Pratiques restrictives de concurrence : la Cour de cassation définit les conditions d’application dans le temps du revirement de jurisprudence opéré par trois arrêts du 29 mars 2017 à propos des conditions de recours contre les jugements rendus en application de l’article L. 442-6 du code de commerce.

Com. 21 mars 2018, n° 16-28.412

La liste des pratiques restrictives de concurrence qui engagent la responsabilité de « tout producteur, commerçant, industriel ou personne immatriculée au répertoire des métiers » est établie par l’article L. 442-6 du code de commerce.

Sur le plan procédural, une difficulté est apparue en raison de la teneur de l’article D. 442-3 du même code, qui pose que la possibilité d’appliquer cet article L. 442-6 est réservée à certains tribunaux, dont la liste est fournie par l’annexe 4-2-1 du code de commerce, et qui ajoute que la cour d’appel de Paris est compétente pour connaître des décisions rendues par ces juridictions. Qu’en est-il, en effet, si un tribunal non spécialisé est saisi d’une affaire relevant de l’article L. 442-6 et si un recours est formé contre sa décision ? Ce recours doit-il être formé devant la cour d’appel de Paris ou devant la cour d’appel dans le ressort de laquelle il est localisé, en application du droit commun ?

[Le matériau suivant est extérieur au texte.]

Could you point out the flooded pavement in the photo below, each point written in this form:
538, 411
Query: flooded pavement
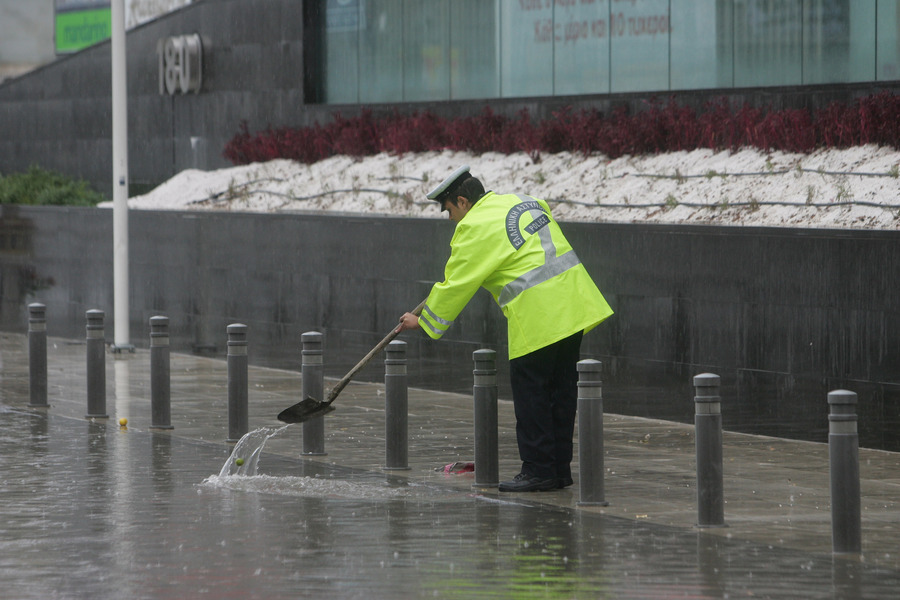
93, 510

Par trois arrêts du 29 mars 2017 (Com. 29 mars 2017, nos 15-17.659, 15-24.241 et 15-27.811), la chambre commerciale a opéré un revirement : en application des articles L. 442-6, III, et D. 442-3 du code de commerce, seuls les recours formés contre les décisions rendues par les juridictions du premier degré spécialement désignées sont portés devant la cour d’appel de Paris, de sorte qu’il appartient aux autres cours d’appel, conformément à l’article R. 311-3 du code de l’organisation judiciaire, de connaître de tous les recours formés contre les décisions rendues par les juridictions situées dans leur ressort qui ne sont pas désignées par l’annexe. Ce revirement a ensuite été confirmé par un arrêt du 17 janvier 2018 (n° 17-10.360).

Par son arrêt du 21 mars 2018, la chambre commerciale précise les conditions d’application dans le temps de cette nouvelle jurisprudence.

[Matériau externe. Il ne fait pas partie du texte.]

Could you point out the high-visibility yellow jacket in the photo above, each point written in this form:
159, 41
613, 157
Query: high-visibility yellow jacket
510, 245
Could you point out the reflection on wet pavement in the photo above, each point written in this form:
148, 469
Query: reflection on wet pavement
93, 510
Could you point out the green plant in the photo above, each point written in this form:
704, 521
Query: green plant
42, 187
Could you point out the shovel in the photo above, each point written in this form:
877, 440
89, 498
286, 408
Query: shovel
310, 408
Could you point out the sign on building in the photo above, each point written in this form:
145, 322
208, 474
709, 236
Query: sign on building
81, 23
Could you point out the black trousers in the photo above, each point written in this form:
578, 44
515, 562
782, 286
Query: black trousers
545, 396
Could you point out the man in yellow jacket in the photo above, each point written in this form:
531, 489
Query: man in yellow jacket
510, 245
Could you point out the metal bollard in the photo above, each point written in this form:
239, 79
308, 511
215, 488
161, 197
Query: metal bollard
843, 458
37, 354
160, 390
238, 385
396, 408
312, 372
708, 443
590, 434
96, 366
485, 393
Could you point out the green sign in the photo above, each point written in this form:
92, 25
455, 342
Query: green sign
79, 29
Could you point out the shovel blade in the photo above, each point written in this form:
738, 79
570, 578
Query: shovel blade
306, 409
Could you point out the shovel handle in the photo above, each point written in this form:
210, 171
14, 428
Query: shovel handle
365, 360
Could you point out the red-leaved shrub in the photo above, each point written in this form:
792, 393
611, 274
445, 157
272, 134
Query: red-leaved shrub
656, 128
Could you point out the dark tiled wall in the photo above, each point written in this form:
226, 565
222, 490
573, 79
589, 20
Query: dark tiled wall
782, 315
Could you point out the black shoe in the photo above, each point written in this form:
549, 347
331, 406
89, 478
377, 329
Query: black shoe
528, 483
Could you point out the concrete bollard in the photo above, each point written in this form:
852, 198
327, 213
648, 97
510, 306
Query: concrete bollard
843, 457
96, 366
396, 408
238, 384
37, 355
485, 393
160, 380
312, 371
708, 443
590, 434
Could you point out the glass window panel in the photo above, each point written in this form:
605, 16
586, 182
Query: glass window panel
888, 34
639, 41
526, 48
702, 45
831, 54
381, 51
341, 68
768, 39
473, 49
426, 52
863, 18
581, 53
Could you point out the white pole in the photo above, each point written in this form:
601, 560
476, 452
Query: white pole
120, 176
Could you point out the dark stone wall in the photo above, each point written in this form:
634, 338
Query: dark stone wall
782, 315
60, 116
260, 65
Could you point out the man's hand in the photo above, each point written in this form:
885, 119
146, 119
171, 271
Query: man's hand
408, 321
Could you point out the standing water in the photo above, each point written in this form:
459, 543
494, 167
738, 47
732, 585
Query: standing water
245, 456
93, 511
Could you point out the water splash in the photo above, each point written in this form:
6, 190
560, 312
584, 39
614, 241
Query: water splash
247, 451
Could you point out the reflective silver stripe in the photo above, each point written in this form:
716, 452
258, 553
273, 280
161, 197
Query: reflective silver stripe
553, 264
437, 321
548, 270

En l’espèce, un dossier impliquant l’application de l’article L. 442-6 du code du commerce avait été porté devant le tribunal de grande instance de Nanterre, qui n’est pas une juridiction mentionnée par l’annexe 4-2-1 et qui est situé dans le ressort de la cour d’appel de Versailles. Un appel fut formé devant la cour d’appel de Paris. Il fut jugé recevable par une décision du 28 septembre 2016 et donc antérieure au revirement de jurisprudence opéré le 29 mars 2017. Cette position était conforme à la jurisprudence antérieure à ce revirement, selon laquelle la cour d’appel de Paris était seule investie du pouvoir juridictionnel de statuer sur les recours formés contre les décisions rendues dans les litiges relatifs à l’application de l’article L. 442-6 du code de commerce, même lorsqu’elles émanaient de juridictions non spécialement désignées par l’article D. 442-3 du même code.

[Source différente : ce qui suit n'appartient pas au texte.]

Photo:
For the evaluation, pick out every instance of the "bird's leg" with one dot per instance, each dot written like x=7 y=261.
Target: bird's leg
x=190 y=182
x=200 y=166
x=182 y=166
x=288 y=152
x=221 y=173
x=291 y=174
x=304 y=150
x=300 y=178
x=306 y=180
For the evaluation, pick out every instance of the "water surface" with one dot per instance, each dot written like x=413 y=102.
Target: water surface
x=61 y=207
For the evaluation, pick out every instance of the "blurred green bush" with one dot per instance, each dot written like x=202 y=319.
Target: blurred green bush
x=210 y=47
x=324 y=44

Le pourvoi est rejeté au motif que « l’application, à la présente instance, de la règle issue du revirement de jurisprudence, qui conduirait à retenir l’irrecevabilité de l’appel formé devant la cour d’appel de Paris, aboutirait à priver la [partie concernée], qui ne pouvait ni connaître ni prévoir, à la date à laquelle elle a exercé son recours, la nouvelle règle jurisprudentielle limitant le pouvoir juridictionnel de la cour d’appel de Paris, d’un procès équitable, au sens de l’article 6, § 1er, de la Convention de sauvegarde des droits de l’homme et des libertés fondamentales ».

L’arrêt du 21 mars 2018 écarte donc le principe de rétroactivité de la jurisprudence et admet la modulation de l’application dans le temps de la jurisprudence.